At some point swag is easy, it's more what you achieve in being proud of be it some James Taylor "Local Crew" shirt from ten years ago or some effort in getting a good or useful swag beyond what's just a T-Shirt.

Beyond the swag there is jackets, pens, etc. to work for, and strive for. This and don't wear out your swag you get. Wear it for a while than put it away in not wearing it out. If you earned it, it's gonna be much more valuable in later wearing ten years from now than in constantly wearing and wearing out.


----------



## soundlight (Mar 31, 2009)

ship said:


> more TMB socks



Hah, got some of those this past summer at work. They sent a bunch in and everyone got some. And yes I know this is a necropost but whatever.


----------



## chris325 (Mar 31, 2009)

Cafe Press has a huge selection of lighting tees, but they run a bit expensive.


----------



## BillESC (Mar 31, 2009)

My favorite shirt is: "LD's do it better in the dark."


----------



## TimMiller (Apr 1, 2009)

I miss all of highend swag. I had a girlfriend run off with it . I had a sweet Hog III shirt. My Claypaky shirt is a little faded .


----------



## lazor (Apr 1, 2009)

In high school it was big for the actors to have the "Thespians do it on stage" bumper stickers. As a technician we always wanted to make a "Techies do it in the dark" shirt. Never got around to it.
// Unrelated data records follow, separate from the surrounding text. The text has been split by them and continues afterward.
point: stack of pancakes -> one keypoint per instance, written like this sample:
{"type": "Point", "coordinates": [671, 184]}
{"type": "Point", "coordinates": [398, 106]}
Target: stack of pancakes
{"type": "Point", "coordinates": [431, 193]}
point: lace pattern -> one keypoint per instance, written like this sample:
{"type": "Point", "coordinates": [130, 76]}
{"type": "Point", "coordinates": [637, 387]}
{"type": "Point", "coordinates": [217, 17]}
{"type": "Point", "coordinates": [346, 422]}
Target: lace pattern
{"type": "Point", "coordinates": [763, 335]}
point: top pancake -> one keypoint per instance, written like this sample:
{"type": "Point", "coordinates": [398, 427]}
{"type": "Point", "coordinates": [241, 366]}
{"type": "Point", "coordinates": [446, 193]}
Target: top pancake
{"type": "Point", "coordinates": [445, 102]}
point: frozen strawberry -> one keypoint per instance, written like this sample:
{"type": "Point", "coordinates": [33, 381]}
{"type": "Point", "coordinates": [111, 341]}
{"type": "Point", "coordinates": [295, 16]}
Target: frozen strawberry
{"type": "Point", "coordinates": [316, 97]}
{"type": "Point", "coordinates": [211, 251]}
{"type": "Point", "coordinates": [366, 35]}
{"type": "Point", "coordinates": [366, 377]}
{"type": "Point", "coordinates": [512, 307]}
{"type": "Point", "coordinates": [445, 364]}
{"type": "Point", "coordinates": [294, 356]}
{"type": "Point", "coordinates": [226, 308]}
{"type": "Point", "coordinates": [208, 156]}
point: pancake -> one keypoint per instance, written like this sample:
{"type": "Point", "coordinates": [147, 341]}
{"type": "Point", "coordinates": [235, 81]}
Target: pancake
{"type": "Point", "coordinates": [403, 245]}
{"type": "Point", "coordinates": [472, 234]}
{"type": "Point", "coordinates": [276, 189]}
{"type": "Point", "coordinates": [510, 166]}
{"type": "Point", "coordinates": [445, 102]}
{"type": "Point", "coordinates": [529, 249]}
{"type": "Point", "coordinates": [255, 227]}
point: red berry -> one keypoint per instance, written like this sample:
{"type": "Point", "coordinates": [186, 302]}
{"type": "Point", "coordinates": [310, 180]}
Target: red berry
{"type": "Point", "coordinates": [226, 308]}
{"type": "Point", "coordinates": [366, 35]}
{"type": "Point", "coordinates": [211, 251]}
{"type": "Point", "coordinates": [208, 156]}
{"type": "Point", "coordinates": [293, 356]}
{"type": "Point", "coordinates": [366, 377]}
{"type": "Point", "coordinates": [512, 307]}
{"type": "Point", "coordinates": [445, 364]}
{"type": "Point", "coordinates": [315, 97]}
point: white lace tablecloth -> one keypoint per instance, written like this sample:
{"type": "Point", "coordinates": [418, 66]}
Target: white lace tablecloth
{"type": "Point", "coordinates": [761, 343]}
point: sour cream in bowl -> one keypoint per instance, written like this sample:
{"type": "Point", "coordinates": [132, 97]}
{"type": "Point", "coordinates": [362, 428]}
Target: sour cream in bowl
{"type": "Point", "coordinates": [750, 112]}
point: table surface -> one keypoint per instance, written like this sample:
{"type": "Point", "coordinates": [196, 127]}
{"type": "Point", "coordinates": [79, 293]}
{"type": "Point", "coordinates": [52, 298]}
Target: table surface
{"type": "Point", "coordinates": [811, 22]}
I also have one of the VL shirts that says:

"Life is a freakshow
We just do the lighting"

I get comments on it every time I wear it to calls.
Got to love those freebies.

I also enjoy the shirts at Welcome to Stiktek.com!


----------



## Dsync (May 8, 2012)

Would anyone mind if I dug up this old thread? No? Awesome.

I'm looking for some witty lighting designer quotes to put on a shirt. What do you guys have? 

Right now I'm considering "Yes, I can dim the sun" and "Don't panic, just fade to black." 

Any suggestions would be great =)


----------



## Grog12 (May 8, 2012)

Let me point you towards this 25 page thread http://www.controlbooth.com/forums/general-advice/72-techie-sayings.html I'm sure you'll find something appropriate!


----------



## Dsync (May 9, 2012)

Grog12 said:


> Let me point you towards this 25 page thread http://www.controlbooth.com/forums/general-advice/72-techie-sayings.html I'm sure you'll find something appropriate!



Wow! There's a ton of great stuff in there. Thanks for pointing me to that!


----------



## Les (May 9, 2012)

Back in high school theatre, we often designed show and department shirts to have professionally printed. One year we submitted "I'm a thespian. Wanna watch?" At first, the principal approved it, but backed out a few days later. I guess he finally got it.


----------



## shiben (May 9, 2012)

Les said:


> Back in high school theatre, we often designed show and department shirts to have professionally printed. One year we submitted "I'm a thespian. Wanna watch?" At first, the principal approved it, but backed out a few days later. I guess he finally got it.



Thats ideal... Thats a funny shirt on the first level, and you can totally explain the whole thing in boring, non joke terms. I like.


----------